Özgür gazeteciliğe destek olun
Search
Close this search box.

Emre Erdoğan yazdı: Atom bombası kadar tehlikeli fikirler…

Henüz seyretmemiş olanlar için sonunu söylemeden bir tavsiyede bulunalım, Christopher Nolan’ın yönettiği atom bombasının mucidi Oppenheimer’ı anlatan filme mutlaka gidin. Sinema denen sanatın neler yapabileceğini görmek ve hiç de üç saatmiş gibi geçmeyen bir üç saati defterinize yazmak isterseniz daha iyisini bulmanız pek mümkün değil, kaçırmayın. Öte yandan baktığı her yerde siyaset, ama “o dedi, bu dedi” siyaseti değil, gerçek, yaşama anlam veren siyaseti görenler için de alınacak çok dersler var. En önemlisi, fikirlerin dünyayı nasıl inşa edebildiğini hatırlatması açısından çok kıymetli, hafızanın bir kenarına koymak lazım.

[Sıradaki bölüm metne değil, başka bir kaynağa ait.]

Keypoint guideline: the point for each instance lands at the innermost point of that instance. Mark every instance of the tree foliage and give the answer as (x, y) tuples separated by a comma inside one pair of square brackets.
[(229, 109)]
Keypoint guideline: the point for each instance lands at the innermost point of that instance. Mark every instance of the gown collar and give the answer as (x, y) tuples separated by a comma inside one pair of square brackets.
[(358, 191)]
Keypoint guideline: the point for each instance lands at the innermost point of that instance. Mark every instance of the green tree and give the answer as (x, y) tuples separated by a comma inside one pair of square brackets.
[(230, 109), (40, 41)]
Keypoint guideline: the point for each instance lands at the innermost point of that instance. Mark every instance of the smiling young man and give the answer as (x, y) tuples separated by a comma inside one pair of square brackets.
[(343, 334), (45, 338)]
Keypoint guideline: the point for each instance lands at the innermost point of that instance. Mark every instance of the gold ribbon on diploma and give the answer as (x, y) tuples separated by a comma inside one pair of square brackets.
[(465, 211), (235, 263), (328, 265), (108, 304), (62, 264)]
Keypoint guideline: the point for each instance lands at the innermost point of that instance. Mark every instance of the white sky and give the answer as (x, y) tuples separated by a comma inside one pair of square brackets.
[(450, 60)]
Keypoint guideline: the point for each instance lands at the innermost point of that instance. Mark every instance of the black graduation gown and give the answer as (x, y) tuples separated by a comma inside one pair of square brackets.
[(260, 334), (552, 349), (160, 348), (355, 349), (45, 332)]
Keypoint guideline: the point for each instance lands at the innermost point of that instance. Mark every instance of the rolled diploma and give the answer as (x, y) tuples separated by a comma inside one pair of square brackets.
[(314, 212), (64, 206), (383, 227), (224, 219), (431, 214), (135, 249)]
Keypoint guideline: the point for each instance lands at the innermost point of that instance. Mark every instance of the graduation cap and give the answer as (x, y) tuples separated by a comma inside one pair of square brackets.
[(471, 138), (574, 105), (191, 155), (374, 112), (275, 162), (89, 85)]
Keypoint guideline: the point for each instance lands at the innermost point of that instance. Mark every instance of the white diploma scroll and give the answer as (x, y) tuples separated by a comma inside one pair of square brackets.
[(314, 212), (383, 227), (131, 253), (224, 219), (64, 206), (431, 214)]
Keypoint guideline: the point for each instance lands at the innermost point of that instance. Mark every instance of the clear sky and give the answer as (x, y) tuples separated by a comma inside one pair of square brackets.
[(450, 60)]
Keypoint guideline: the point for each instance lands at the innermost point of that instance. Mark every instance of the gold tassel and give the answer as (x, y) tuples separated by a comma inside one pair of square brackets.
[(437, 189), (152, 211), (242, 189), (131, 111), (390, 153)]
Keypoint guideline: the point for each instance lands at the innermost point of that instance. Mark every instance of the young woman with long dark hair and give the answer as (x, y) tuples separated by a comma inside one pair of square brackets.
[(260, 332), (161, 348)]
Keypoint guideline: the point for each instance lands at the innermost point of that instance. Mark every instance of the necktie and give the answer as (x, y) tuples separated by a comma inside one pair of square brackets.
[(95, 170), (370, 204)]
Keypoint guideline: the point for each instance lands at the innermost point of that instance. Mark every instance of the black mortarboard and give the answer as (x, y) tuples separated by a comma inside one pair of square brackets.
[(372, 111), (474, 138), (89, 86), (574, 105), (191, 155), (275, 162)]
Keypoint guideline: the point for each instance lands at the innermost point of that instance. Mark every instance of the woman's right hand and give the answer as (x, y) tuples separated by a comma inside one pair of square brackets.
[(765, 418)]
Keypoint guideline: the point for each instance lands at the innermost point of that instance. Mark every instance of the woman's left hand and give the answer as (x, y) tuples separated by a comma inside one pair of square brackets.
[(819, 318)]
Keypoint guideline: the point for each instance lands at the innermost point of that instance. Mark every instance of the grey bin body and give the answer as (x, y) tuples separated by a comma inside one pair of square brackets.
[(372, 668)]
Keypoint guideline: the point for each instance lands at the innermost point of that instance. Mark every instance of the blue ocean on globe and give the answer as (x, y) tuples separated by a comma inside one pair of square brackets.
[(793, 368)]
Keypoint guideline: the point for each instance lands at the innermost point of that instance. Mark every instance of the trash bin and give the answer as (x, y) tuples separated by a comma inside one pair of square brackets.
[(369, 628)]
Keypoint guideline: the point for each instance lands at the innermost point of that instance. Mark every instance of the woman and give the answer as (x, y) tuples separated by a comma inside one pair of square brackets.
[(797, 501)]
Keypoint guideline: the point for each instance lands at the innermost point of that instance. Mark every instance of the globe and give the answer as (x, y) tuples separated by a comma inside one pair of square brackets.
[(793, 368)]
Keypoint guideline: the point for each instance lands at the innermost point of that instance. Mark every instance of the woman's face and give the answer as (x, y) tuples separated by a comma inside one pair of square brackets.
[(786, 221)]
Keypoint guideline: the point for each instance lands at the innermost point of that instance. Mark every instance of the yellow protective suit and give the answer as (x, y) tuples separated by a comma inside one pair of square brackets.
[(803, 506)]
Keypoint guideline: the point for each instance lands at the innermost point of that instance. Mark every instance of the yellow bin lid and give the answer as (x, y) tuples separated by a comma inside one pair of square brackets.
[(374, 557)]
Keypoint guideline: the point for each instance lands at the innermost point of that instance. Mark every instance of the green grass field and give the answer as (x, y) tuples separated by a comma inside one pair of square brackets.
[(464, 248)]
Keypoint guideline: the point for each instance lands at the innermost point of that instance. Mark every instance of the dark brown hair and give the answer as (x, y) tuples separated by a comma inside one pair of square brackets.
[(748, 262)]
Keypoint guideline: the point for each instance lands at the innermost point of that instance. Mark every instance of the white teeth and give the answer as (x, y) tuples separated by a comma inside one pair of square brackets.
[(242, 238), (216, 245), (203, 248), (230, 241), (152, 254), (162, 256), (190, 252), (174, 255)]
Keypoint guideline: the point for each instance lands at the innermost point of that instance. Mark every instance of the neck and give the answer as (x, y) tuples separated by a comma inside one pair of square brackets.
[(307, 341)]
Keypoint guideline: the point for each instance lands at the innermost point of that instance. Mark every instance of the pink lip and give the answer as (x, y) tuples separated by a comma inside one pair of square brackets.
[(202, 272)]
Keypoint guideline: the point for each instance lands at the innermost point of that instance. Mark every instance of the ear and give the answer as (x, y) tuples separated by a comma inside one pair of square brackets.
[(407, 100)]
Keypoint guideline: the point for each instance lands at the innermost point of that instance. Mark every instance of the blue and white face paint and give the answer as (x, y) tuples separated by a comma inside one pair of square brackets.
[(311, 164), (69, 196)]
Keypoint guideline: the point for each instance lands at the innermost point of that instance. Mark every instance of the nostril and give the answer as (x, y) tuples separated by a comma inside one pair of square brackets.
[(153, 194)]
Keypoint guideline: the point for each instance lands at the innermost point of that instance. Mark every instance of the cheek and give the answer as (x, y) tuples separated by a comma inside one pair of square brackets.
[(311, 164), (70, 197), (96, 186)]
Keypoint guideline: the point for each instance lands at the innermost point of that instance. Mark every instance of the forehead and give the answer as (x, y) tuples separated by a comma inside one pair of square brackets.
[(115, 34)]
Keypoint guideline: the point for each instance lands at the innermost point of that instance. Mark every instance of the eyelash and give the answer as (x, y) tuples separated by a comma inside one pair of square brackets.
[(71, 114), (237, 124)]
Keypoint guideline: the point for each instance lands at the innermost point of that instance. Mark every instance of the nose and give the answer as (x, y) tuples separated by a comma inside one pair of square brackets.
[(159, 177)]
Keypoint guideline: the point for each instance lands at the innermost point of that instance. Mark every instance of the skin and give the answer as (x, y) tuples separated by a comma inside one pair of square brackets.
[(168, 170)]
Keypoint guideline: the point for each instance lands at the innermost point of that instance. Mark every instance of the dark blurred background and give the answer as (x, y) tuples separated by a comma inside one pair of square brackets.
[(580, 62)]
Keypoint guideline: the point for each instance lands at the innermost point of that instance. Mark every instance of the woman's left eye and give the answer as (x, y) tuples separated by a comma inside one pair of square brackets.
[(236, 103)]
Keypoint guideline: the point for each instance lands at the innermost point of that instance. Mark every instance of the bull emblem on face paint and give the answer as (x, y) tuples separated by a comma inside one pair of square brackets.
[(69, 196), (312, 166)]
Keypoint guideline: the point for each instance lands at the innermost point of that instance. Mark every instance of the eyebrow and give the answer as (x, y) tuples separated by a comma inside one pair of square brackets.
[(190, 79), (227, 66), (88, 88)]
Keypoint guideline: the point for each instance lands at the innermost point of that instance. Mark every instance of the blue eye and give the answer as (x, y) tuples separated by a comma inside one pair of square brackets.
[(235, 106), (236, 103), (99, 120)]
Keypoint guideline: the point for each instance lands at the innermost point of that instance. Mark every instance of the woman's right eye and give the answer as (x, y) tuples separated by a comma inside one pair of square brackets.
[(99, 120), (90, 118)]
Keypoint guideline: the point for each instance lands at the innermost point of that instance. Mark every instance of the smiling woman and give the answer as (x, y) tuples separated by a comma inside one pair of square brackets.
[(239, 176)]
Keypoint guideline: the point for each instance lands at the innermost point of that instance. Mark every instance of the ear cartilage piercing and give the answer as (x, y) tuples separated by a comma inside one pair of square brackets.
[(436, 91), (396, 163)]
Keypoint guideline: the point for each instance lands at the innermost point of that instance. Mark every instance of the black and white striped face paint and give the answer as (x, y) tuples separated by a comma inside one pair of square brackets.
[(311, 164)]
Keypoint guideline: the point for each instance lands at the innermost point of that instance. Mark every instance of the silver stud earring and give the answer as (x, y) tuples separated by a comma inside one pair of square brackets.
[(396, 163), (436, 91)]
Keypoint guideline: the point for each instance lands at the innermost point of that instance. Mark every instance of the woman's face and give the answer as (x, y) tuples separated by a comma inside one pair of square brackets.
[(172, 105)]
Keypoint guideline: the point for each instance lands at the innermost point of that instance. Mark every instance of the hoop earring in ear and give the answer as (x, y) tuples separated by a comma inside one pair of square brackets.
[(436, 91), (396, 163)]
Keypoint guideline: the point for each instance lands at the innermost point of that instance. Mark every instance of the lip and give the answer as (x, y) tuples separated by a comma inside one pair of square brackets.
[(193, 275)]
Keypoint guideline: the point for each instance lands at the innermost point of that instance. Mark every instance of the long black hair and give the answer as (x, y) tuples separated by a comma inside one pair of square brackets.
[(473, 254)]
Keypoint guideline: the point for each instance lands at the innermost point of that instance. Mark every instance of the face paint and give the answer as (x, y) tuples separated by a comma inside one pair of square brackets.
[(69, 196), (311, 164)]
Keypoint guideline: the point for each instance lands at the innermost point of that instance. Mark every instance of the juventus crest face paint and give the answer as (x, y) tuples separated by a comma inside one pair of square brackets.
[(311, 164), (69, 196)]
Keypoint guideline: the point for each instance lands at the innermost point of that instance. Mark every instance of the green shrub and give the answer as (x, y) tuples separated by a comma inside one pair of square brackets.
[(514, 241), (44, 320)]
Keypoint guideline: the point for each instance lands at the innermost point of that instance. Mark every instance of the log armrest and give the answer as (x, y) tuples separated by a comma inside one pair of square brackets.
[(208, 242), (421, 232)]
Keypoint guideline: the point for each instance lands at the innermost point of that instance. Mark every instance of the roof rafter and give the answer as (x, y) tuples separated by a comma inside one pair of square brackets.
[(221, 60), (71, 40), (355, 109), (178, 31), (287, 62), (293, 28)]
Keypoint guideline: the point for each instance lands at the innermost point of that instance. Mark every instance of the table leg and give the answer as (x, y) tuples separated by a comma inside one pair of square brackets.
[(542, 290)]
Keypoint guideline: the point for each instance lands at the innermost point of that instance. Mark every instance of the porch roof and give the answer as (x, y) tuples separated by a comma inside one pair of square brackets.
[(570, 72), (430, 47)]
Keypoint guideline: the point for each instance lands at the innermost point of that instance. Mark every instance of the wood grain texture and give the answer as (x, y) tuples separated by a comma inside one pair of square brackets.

Bir sinema filminin neden siyasi olduğunu söylemeye gerek yok, sonuçta eldeki malzeme bir Hollywood ürünü bile olsa sayısız kişinin sayısız siyasi tercihinin çatışması sonucunda ortaya çıkan bir eser bu, siyasi mesaj vermesi ya da siyasi bir konuya değinmesine ihtiyaç yok. Bir sinema filmi, bir dünya çizer bize, olabilecek alternatif dünyalardan sadece biri olması sebebiyle eksik ve kusurlu olur her zaman. Aynı konuya dair başka bir film, başka dünyaların da mümkün olabileceğini gösterir, ama o da her zaman eksik kalır. İnsan düşüncesinin üretimi olan her şeyi anlattıkları ve anlat(a)madıkları üzerinden “okumak” mümkün olduğundan, yazılmamış metinler de yazılanlar kadar anlamlı olabilir.

Oppenheimer filminin de anlattıkları kadar anlatmamayı tercih ettikleri var, burada senarist-yönetmenin tercihini elle tutulur bir şekilde görmekteyiz, bir eleştirenin söylediği üzere filmde hiç beyaz olmayan aktör yok mesela, çünkü Nolan’ın inşa ettiği o bilimsel, askeri, siyasi ve endüstriyel komplekste beyaz olmayanlara yer yok; ya da bombaların yarattığı etkileri gösteren birkaç kuple de yok, kahramanların yaratılan yıkımı bir filmde izleyerek yaptıkları dolaylı şahitliğe biz de sinemada dolaylı olarak şahitlik ediyoruz. Göstermemek, göstermek anlamına geliyor, bir kenara yazalım.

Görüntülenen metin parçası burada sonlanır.